# Spiele für Linux

## Realmaker

Hallo,

ich würde ja zugerne mit meinem Gentoo mal richtig spielen, nur wüsste ich nicht was ich da spielen könnte, ausser Gothic 2 und NWN. Aber auf der Verpackung von NWN steht nichts von Linux und bei Gothic 2 hab ich da auch nichts gesehen. Kennt jemand von euch einen Onlineshop mit Linuxspielen oder noch andere Spiele für Linux?

MfG

----------

## mijenix

Hi

Also bei UT2003 ist der Installer für Linux auf einer der 3 CD's. Und bei den anderen gibts wahrscheindlich die Installer für Linux auf ihren Homepages! Kanns dir leider nur für UT2003 sagen die anderen habe ich unter Linux noch nie installiert!  :Wink: 

Happy New Year!

MfG Mathias

----------

## Sas

afaik läuft auch so gut wie alles von id unter linux, kann sogar sein, dass einiges davon im portage ist, weiss nicht. da muss man dann nur noch die pak datei (oder wie die heissen) von der cd kopieren und gut ist  :Wink: 

ich spiel immer atanks und frozen-bubble  :Very Happy: 

----------

## Realmaker

was ich bei frozen bubble nicht mag ist das es süchtig macht   :Wink:   man denkt dann immer "ach ein level machst du eben noch" und dann ist wieder ne stunde vorbei   :Very Happy: 

ich mag aber eigentlich eher spiele wie NWN, diablo 2 oder age of empires 2  :Confused: 

----------

## boris64

schau mal unter http://lokigames.com/,

die haben einige (allerdings ältere) spiele von windows

auf linux portiert und verkaufen ihre ports auch...

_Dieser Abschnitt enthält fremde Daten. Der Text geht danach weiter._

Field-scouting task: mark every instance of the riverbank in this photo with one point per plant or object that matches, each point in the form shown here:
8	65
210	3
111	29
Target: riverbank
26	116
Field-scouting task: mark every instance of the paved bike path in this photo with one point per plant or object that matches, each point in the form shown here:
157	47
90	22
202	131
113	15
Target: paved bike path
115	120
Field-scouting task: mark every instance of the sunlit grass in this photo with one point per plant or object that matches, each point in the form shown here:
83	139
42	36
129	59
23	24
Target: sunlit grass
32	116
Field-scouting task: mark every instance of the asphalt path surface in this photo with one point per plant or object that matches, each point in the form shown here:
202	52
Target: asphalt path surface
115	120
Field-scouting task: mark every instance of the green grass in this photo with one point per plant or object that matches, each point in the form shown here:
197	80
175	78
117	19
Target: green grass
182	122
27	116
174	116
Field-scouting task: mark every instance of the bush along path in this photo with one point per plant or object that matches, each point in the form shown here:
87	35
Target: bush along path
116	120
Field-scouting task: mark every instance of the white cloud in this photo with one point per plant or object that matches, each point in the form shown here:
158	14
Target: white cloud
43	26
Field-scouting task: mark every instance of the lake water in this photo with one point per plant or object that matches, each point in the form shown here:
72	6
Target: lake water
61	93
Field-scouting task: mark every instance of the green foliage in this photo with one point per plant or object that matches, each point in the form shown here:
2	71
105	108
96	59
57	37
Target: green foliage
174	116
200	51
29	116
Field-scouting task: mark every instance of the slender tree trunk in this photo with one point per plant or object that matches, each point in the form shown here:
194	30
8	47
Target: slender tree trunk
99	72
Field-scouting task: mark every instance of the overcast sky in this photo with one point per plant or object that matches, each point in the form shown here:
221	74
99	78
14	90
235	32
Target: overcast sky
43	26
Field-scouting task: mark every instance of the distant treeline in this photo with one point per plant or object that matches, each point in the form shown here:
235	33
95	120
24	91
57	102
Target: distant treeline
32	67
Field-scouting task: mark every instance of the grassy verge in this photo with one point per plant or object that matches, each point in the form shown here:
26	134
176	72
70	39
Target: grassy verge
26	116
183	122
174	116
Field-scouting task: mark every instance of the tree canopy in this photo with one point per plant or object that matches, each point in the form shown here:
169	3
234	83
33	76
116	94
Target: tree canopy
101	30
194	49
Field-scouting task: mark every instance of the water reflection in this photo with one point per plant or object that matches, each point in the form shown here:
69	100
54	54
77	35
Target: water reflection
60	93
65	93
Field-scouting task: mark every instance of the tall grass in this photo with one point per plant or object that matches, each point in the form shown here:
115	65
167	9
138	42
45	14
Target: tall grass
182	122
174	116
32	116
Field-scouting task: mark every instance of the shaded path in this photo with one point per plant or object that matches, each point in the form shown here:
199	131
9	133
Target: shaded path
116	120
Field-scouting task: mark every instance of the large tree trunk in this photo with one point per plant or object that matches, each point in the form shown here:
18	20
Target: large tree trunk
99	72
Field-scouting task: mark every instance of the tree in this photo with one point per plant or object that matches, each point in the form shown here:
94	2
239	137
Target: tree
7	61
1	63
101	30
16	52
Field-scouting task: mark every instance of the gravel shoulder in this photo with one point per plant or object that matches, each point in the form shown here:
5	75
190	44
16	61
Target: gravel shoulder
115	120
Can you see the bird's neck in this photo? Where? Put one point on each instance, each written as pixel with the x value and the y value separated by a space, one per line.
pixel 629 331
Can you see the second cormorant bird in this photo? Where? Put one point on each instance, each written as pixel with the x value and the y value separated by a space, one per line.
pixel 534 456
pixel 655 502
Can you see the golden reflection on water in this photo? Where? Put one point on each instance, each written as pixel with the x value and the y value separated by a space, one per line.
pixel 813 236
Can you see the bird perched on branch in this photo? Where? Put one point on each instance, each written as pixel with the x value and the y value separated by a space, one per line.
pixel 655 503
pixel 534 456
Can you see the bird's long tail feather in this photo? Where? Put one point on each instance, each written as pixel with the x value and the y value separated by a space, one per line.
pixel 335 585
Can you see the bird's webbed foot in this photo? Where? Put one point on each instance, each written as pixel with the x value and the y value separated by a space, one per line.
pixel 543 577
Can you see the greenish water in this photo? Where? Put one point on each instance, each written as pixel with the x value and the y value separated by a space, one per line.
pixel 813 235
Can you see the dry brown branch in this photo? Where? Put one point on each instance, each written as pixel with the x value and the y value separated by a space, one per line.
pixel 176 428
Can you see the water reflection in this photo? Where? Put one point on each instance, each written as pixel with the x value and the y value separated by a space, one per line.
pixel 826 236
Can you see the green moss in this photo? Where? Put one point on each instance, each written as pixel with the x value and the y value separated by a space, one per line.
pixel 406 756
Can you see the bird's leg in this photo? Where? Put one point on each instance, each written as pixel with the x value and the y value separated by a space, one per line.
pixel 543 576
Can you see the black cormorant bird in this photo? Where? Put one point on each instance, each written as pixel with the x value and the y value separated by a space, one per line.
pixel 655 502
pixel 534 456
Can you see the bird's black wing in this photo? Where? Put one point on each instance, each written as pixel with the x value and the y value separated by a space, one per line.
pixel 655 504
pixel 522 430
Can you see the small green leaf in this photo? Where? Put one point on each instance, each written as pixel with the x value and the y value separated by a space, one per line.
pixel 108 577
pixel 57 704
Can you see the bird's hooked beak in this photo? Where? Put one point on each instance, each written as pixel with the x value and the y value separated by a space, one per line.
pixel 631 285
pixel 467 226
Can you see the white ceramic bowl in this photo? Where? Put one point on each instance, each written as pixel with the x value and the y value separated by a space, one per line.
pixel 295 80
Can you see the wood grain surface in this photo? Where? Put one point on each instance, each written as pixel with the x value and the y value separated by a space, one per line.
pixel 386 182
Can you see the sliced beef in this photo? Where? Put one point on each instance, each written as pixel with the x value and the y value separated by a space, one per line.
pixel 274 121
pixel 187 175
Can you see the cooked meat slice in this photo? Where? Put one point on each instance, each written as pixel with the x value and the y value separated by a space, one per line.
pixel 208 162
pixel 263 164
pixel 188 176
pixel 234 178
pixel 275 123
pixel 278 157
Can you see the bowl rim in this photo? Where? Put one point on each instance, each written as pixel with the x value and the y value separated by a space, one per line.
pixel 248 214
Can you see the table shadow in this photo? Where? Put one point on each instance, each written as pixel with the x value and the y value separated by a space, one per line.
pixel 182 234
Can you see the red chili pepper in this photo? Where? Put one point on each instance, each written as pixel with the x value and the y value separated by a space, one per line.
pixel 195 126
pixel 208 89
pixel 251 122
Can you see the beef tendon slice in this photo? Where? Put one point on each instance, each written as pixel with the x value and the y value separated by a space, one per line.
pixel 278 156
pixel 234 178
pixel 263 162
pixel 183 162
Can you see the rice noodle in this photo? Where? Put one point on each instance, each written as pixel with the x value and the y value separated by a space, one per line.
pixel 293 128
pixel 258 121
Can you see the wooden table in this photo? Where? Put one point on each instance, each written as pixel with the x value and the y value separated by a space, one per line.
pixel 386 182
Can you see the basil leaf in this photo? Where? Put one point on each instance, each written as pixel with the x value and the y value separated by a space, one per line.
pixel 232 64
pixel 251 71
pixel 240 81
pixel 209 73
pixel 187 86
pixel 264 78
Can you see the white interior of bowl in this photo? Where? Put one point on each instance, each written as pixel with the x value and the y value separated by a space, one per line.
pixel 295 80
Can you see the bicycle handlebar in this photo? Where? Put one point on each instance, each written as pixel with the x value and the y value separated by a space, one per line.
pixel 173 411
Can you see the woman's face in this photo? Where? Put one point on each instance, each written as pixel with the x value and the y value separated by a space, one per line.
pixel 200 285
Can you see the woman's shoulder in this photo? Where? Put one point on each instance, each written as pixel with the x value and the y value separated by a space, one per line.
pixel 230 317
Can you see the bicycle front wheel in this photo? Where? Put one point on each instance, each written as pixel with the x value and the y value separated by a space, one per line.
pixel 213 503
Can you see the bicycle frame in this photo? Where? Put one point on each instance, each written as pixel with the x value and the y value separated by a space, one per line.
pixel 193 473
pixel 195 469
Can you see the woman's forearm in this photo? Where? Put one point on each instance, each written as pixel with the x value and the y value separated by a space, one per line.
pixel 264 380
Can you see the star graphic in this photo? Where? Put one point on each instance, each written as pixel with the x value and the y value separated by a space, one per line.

unter anderem "soldier of fortune", "sim city 3000", etc...

ups, ich sehe gerade, die sind scheinbar pleite gegangen ;(

naja, die spiele kann man bestimmt immer noch irgendwo bekommen...

----------

## MIT_Service

Für Nwn gibts bei icculus.org nen linux installer und von bioware bekommt man den aktuellen client. Hat bei mir wunderbar funktiniert.

Mit Gothic 1/2 siehts leider schlecht aus.

Kein nativer Linux client und unter wine varianten kannst - zumindest Gothic 1 komplett vergessen (der meckert das er eine inkompatible windows version findet - oder irgend einen komischen prozess der so tut als ob er windows ist - wine halt...)

Gothic 2 is vom kopierschutz wohl etwas zu knifflig für wine varianten. Ich habs aber noch nicht getestet...

Also Gothic 1/2 sind im moment die einzigen Gründe warum ich Windows brauchen würde.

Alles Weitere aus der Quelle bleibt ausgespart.